Boeing Co. on Wednesday abandoned its 2019 financial outlook, halted share buybacks and announced $1 billion in increased costs due to the grounding of its fastest-selling 737 MAX jet after two fatal plane crashes in five months.
The world’s largest planemaker is facing one of the biggest crises in its 103-year history following the disasters on Lion Air in Indonesia on Oct. 29 and another on Ethiopian Airlines on March 10, which together killed all 346 on board.
Chicago-based Boeing is now reckoning with a blow to its reputation and the financial cost of getting the planes back in the air. It met sharply lowered Wall Street profit estimates, largely due to stopping deliveries of the 737 MAX jets and a slowdown in production.
During a conference call later on Wednesday, investors will look for answers on how Boeing plans to repair its image with the flying public and stem further financial damage. A fuller picture will not emerge until the end of the second-quarter as 737 production cuts did not begin until mid-April.
Investors will also look for details on how the MAX crisis will hit development of Boeing’s all-new 777X twin-aisle jetliner and a potential new mid-market airplane, which is central to its fight with arch-rival Airbus SE in the lucrative longer-haul market and also expected to lay the industrial foundation for an eventual 737 replacement.
Boeing said on Wednesday it sped up production of its 787 Dreamliner to 14 aircraft per month from 12 in the first quarter, while the 777X remained on track for flight testing this year with delivery in 2020.
Boeing shares (BA) rose 1.1 percent in early trading.
SOFTWARE UPGRADE COMING
The crashes caused regulators worldwide to ground the 737 MAX and triggered investigations into the aircraft’s development by federal transportation authorities and the U.S. Department of Justice.

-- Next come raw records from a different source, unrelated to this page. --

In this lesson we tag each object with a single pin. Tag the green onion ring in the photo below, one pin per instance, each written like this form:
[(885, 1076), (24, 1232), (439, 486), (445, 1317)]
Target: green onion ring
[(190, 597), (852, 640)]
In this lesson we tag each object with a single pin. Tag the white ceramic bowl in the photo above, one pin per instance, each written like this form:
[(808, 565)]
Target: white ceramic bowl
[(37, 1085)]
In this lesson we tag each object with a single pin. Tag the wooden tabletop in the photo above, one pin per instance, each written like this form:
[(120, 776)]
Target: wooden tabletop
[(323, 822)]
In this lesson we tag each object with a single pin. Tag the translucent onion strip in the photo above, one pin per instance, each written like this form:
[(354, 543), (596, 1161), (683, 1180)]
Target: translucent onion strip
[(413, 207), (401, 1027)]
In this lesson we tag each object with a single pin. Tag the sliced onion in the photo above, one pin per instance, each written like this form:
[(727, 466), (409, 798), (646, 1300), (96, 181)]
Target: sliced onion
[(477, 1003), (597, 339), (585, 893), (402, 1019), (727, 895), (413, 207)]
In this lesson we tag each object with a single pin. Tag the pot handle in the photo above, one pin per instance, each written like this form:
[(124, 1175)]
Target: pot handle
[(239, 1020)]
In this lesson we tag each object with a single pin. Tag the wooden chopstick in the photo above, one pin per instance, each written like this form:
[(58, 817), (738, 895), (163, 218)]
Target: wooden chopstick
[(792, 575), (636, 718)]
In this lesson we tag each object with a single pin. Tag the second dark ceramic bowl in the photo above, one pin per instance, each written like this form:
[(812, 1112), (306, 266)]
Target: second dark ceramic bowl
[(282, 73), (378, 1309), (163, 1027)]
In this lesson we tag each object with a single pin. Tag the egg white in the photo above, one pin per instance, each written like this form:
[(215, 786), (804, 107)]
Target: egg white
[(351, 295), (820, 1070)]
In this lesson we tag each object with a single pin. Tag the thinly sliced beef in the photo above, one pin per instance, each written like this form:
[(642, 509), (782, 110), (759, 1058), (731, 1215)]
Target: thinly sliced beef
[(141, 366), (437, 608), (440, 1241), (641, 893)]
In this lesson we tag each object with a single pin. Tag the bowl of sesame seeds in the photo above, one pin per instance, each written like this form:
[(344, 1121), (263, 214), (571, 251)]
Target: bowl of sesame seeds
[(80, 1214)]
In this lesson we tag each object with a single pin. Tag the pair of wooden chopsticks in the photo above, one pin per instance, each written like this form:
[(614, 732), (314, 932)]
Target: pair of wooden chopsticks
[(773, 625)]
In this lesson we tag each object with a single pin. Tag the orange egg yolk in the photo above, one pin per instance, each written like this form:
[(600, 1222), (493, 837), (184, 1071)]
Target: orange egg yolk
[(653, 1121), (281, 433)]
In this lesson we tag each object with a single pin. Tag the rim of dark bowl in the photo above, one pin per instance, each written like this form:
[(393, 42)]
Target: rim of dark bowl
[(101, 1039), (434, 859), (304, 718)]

Although safety experts have raised some questions over crew performance in both crashes, attention has focused on anti-stall software known as MCAS, which Boeing has acknowledged was a common link in the separate chains of events leading to both crashes.
Boeing said it booked unspecified charges related to developing a fix for MCAS and pilot training, and was making steady progress toward certification of the software after completing more than 135 test and production flights.
Boeing cut production of the jets following the grounding of the planes to 42 aircraft per month, down from 52, and its operating cash flow in the first quarter was around $350 million lower than a year earlier.
The production slowdown cost Boeing $1 billion, the company said, because the lower rate means the planemaker has to pay more for parts, which are priced according to the volume Boeing buys.
Reuters reported on Tuesday that Boeing told some 737 MAX owners it was targeting U.S. Federal Aviation Administration approval of its software fix as early as the third week of May and the ending of the grounding of the aircraft around mid-July as it resumes building 52 aircraft per month.
“The most important issue for the company now is the timing of when deliveries can restart,” Sanford C. Bernstein & Co analyst Douglas Harned wrote in a note to clients after the results.
Boeing said it would be issuing a new financial forecast when it has more clarity around the issues surrounding the 737 MAX. In January, it said it expected full-year revenue of $109.5 billion to $111.5 billion and core earnings per share between $19.90 and $20.10.
The company said it repurchased $2.3 billion of its shares in the latest quarter, all of which occurred prior to mid-March. Boeing bought back $9 billion of its stock last year,
First-quarter operating cash flow declined to $2.79 billion, from $3.14 billion, missing the Wall Street’s average estimate of $2.82 billion.
Revenue fell 2 percent to $22.92 billion, below analysts’ average estimate of $22.98 billion.
Excluding certain items, Boeing said its core earnings fell to $3.16 per share, in the quarter from $3.64 per share, a year earlier. That matched analysts’ average estimate.